Two conscience prisoners in Saudi prisons are on hunger strike again
A Saudi lawyer, detained by the Saudi authorities, Walid Abu Al-Khair returned to a new hunger strike, a few days after the end of his previous strike that lasted about two weeks.
The “Al-Qastas Organization for Human Rights”, which monitors the conditions of detainees in the Kingdom, reported on Twitter, Friday, that “Abu Al-Khair”, entered his strike with the activist “Raef Badawi” because of their transfer to solitary confinement in tight guards.
The strike, which was carried out by the Saudi activist, came for the second time in a short period, as his last strike continued at the beginning of this month, about 11 days, to protest against the ill-treatment he was exposed to.
Abu al-Khair stopped his previous strike after the authorities returned him to the cell in which he was previously.
“Al-Qastat,” it said, “calls on the Saudi authorities to end mistreatment and systematic harassment of prisoners of conscience.”
And “Abu Al Khair”, a Saudi lawyer, was sentenced in 2014 to 15 years imprisonment, and prevented him from traveling an additional 15 years, with a fine of 200 thousand Saudi riyals (53,000 US dollars).
The competent Saudi terrorism court convicted “Abu al-Khair” in July 2014, for his statements to the media and his tweets on “Twitter” in which he criticized the Kingdom’s human rights record, especially the harsh rulings of peaceful critics.

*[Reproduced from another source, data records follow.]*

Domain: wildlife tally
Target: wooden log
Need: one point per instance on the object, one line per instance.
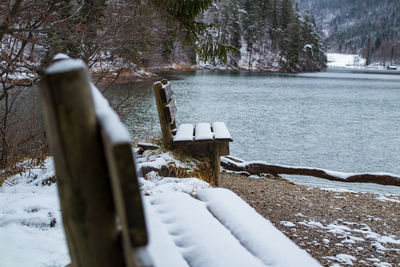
(82, 176)
(258, 168)
(215, 161)
(223, 147)
(164, 123)
(126, 193)
(167, 92)
(171, 111)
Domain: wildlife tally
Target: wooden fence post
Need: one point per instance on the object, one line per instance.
(164, 123)
(82, 175)
(215, 161)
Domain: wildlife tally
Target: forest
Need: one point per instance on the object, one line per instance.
(370, 28)
(123, 37)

Last April, Human Rights Watch called on the authorities of the Saudi to release “Abu al-Khair”, who had established before his arrest the “Saudi Human Rights Observatory”, an association that publishes information on human rights in the kingdom.
Amnesty International called on the Saudi authorities to put an end to the mistreatment received by human rights activist Walid Abu al-Khair inside his prison.
The organization said it had received credible reports that prison authorities had placed “Abu al-Khair” in solitary confinement in the “Dhahban” prison near Jeddah.
She noted that, since last week, Abu al-Khair has been held incommunicado, which puts him at risk of torture and other ill-treatment.
Lynn Maalouf, Director of Middle East Research at Amnesty International, said: “The fact that Walid Abu al-Khair, first of all, is in prison, let alone serving a 15-year prison sentence, is a disgrace. He was imprisoned on false charges related to terrorism just for exercising his right to freedom of expression and defense of human rights.”
“He is one of dozens of Saudi women and men who are punished for defending the rights of their citizens.”
Laynn called on the Saudi authorities to ensure that Abu al-Khair is protected from torture or other ill-treatment.
She added, “The Kingdom recently assumed the chairmanship of the Group of Twenty, and as it begins to pave the way for that, it will be beneficial for it to start by associating words with deeds. It cannot claim that it is committed, in front of the outside world, to reforms, while inside the Kingdom, it continues to treat its citizens in this manner in a blatant manner.”